What do you do when it’s too much to bear? When you work in a grey cubicle and your heart hurts? When you want to point a finger but you know three will point back at you? What do you do when you try to figure out how you can in one breath be raging about Nigerian girls and in the next be excited about a television show that keeps you captivated for two hours? When you realize your own inadequacy in everything but that which you are directly responsible for – and even then, you often feel inadequate?
What do you do when it’s too much to bear? You put your head down and pray so deeply it hurts. And then you go to work doing what you know you’re called to do for the day, because you are not the Saviour, you are only the saved and that by grace alone.
*For more on polio see the CDC website: http://www.cdc.gov/VACCINes/vpd-vac/polio/default.htm
8 thoughts on “On Polio (and When it’s all too Much to Bear)”

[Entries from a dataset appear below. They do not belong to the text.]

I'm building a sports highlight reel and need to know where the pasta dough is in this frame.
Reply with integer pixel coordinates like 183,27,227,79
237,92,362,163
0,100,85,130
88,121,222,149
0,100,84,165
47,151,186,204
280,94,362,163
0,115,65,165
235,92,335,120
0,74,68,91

Yes, it is too much to bear and I feel so helpless in the hearing of so much hard-to-hear news. We have been away for a week, a joyous week of family celebration of our number 15 grandson’s graduation from University, and he has a job! Then a weekend spent with precious people in the church family we were a part of for 10 years. And no television news and not much time for internet news until we turned it on tonight at home. And so I, too, pray with tears and a breaking heart for these things that indeed break the heart of our loving God, the Shepherd of Love.
I think that it is so important to step back from the news at times, to be reminded that we need to step back and let God be God. Thanks mom.
I finished watching Call the Midwife last weekend and I was horrified by the episode (The Christmas special maybe?) when polio was making its horrible way through the East End. More horrifying is the way both tuberculosis and polio are making a huge comeback in this day of modern medicines that can prevent and cure both. The losses will be devastating. It is indeed, sometimes, to much to bear.
too much to bear!
I know – so preventable which is where the despair feels like it could set in. Thanks for caring – that is one of the ways I am convinced that we do bear it. When we walk beside each other, reminding each other that this life of faith matters.
Savior like a shepherd lead us / much we need Thy tender care …
Love this. And we need his tender care so much.